In the fog things can happen that no one sees.
Characters
- Christina Romney — Our Fearless Heroine; a 13-year-old island girl starting junior high on the mainland
- Anya Rothrock — island girl; senior in high school; dating Blake
- Benjamin “Benj” Jaye — island boy; in high school
- Michael Jaye — Benj’s younger brother; in junior high
- Dolly Jaye — Benj and Michael’s younger sister; Christina’s BFF
- Jonah Bergeron — Christina’s classmate; has a crush on Christina
- Blake Lathem — Anya’s boyfriend
- Arnold Shevvington — principal of mainland school; runs Schooner Inne with Mrs. Shevvington
- Candy Shevvington — English teacher at mainland school
- Miss Schuyler — math teacher
Damn, there are a lot of characters in this book. And a lot of stuff going on in only 218 pages. A lot of creepy stuff. I’m taking Alana’s advice and breaking the recap up into parts, so as not to overwhelm you fine people with a 20,000-word post. A word of caution: I really got into this book, to an almost embarrassing degree. I swear, Caroline B. Cooney has cast some sort of voodoo spell on me, because I cannot get enough of her lately. Embarrassing much?
Alright, on with Part I of the recap.
It’s the last week before school starts, and OFH Christina Romney is packing up. Christina lives on Burning Fog Isle, “Maine’s most famous, most beautiful island.” Burning Fog is a totes fictonal island, of course; I guess Ms. Cooney thought the name sounded more poetic than some of Maine’s real islands, like Cow Island, Squirrel Island, and (my personal favorite) Smuttynose Island. Only 300 people live on Burning Fog Isle year-round, so once the young’uns finish sixth grade, they get shipped off to the mainland for junior and senior high. We learn that Christina has tri-colored hair: dark brown streaked with silver and gold. Hmm…sounds like another young fictional heroine I know.
Going to the mainland with Christina are two brothers, Benjamin and Michael Jaye (a sophomore and a freshman respectively), and Anya Rothrock, who will be a senior. The kids will be boarding at Schooner Inne, a former sea captain’s house that has been converted into a bed and breakfast and is now owned by the high school principal Mr. Shevvington and his wife. Anya is all fidgety and weird, talking about how the sea captain’s wife killed herself. Christina’s just worried that she won’t fit in, because she’s heard that mainland kids tend to be cruel to the island kids. OK, if we delete the words “mainland” and “island” from that sentence, it would still be totally true. Teenagers are evil, yo.

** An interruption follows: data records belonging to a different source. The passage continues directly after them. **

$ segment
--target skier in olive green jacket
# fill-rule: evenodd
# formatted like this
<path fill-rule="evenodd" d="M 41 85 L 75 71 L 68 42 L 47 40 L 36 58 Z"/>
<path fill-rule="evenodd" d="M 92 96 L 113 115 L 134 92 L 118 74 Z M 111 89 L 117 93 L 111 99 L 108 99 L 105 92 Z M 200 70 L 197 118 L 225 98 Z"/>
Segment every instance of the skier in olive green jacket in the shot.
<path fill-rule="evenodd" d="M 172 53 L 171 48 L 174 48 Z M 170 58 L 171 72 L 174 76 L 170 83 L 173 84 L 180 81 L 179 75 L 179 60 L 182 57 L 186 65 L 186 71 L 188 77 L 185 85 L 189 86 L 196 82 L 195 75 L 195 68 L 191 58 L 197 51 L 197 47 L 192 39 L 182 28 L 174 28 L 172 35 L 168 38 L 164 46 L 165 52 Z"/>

Before the kids leave for the mainland, they decide to buy posters from the souvenir shop, which is run by a really creepy old woman. Creepy Old Woman hands a poster tube to Anya, saying it’s the perfect poster for her. DON’T TAKE THE POSTER, ANYA. For god’s sake, don’t these kids ever read YA horror? To be fair, Anya and Christina both try to resist the poster, but COW insists. Safely away from COW, Christina unveils the poster — it’s of “the sea at its cruelest.” This book may be called The Fog (or just plain Fog, depending on which version you have), but it’s really more The Sea. Or, to be more precise, The Sea Craves Human Sacrifices and Will Hunt You Down and Kill You in Your Sleep. This is why I’ve always preferred the Pacific to the Atlantic, my friends. There are “blurry figures” beneath the water’s surface in the poster, which Anya claims are “the bodies of the drowned,” and their fingers are “scrabbling at the surface.” Cree. Pee. Christina throws the poster to the ground (good call!) but then picks it up again (bad call!).
The fog is thick on the day the kids leave. We learn why Burning Fog Isle got its name: apparently a “trick of the atmosphere” (thanks for the super-detailed scientific explanation, Ms. Cooney) occasionally causes the sun shining through the fog to look like fire. As the kids are boarding Frankie’s boat to the mainland, Dolly Jaye (Benj and Michael’s little sis, and Christina’s BFF) cries at the unfairness of it all. Dolly, I have the wisdom of having read this book, so I feel secure in saying this: consider yourself lucky. We’re treated to an amusing little back story: when Dolly was only four weeks old, Mrs. Jaye let the island’s Christmas pageant use her (Dolly) as Baby Jesus, where “a ten-year-old Mary dropped Dolly headfirst into the manger.” Luckily, Dolly suffered no ill effects. I love this part, because it’s totally the kind of random bit of trivia that a small community like Burning Fog Isle would use in defining one of its own. Dolly gives Christina a package of blank cassette tapes for Christina to use as an audio diary - Dolly will be doing the same on her end, and the friends will exchange their tapes via Frankie. These days the girls would keep in touch via podcast, or maybe Facebook (status: Christina Romney is trying to avoid being attacked by an anthropomorphic sea!). While boarding, Anya accidentally knocks into Christina, causing the package of tapes to fall overboard into the water. Foreshadowing FTW!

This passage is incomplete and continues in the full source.